The chart of the DJI and the DJT shows this growing divergence between the two Dow indices. The DJI like the S&P 500 appears to be forming a large ascending wedge triangle. A breakdown under 17,900 could suggest a decline back to the October 2014 lows. As for the DJT well it may be trying to form a descending wedge triangle (the opposite of an ascending wedge triangle). But it is inconclusive at this stage.
What is important, however, is that these divergences between the DJI and the DJT do not occur with regularity. Not surprisingly these divergences usually only occur at significant tops and bottoms. A review of some of them follows.
March 2009 – Both the DJI and the DJT made new lows. It is not often that both the DJI and the DJT confirm each other at what turned out to be a significant low.
July to October 2007 – The DJT made its high in July 2007. When the DJI made its final high in October 2007 the DJT was already sharply lower.
October 2002 to March 2003 – Both the DJI and the DJT made new lows together in October 2002. In March 2003 the DJT fell to new lows while the DJI made a higher low. That low turned out to be the final low before the bull market that topped in 2007 got underway.
May 1999 to January 2000 – The DJT made a high in May 1999. Over the next several months the DJT was trending lower. The DJI also made a high in May 1999 then continued to new highs in July and August 1999. Following a period where the markets were generally down the DJI moved to another new high in January 2000. That turned out to be the final high for the DJI as the markets collapsed into the 2000-2002 high tech/internet collapse. The DJI made a lower high in March 2000 while the S&P 500 and the NASDAQ were both making new highs.

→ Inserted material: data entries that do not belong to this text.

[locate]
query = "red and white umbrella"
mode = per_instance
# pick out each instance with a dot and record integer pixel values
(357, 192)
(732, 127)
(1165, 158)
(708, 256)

April 1998 to July 1998 – The DJT made a high in April 1998. The DJI made a higher high in July 1998 while the DJT was making a lower high.
November/December 1994 – Both the DJI and the DJT made important lows in late November 1994. In December 1994, the DJT plunged to new lows while the DJI made a higher low. That low proved to be an important low prior to the big bull market of 1995-2000.
1990 – The DJI and the DJT both made highs in June 1990 but one month later the DJI made new highs while the DJT was not even close. That proved to be the top prior to a sharp drop in 1990. The DJI made its final low in October 1990. Over the next two months, the DJI started to move higher but the DJT kept testing the October low. Nonetheless, it proved to the final low before the 1990’s bull market got underway.
The current divergence between the DJI and the DJT is one of the most pronounced seen over the past fifteen years. These type of divergences normally only take place at important tops and bottoms. The advance that has been seen over the past year has been constructed mostly by the companies in the indices buying back their own stock. In many instances, the purchases have been financed by issuing new debt. Goldman Sachs had noted in late 2014 that buybacks constituted one of the largest sources of US equity demand over the past few years.
Buying back one’s own stock is a non-constructive activity. And while it helps push up the value of the stock, it has little if any economic value. Rising stock values can translate into increased compensation for management of the companies. It is estimated by some that buy-backs could hit as high as $450 billion in 2015. Previous highs in share buy-backs were seen leading into both the 2000 market high and the 2007 market high.
Over the past year numerous indicators have been deteriorating. Sentiment indicators remain at or near record highs. An interesting indicator is the McClellan Oscillator. The McClellan Oscillator is an oscillator that takes the differential between two exponential moving averages of daily market breadth. A rising oscillator is an indication of money flowing in…while a falling oscillator is more indicative of money flowing out. Extreme readings are an indication of overbought or oversold conditions. Values below zero are an indication that money is leaving the market. The McClellan Oscillator turned negative on May 22, 2015 even as the market continued higher in price.
Warning signs have been creeping into the market for months even as it moves higher. Continued divergences between the indices are a sign that something is brewing. In the past these divergences signalled market collapses of between 20% to 55%. This is a brew that may not be palatable to many investors.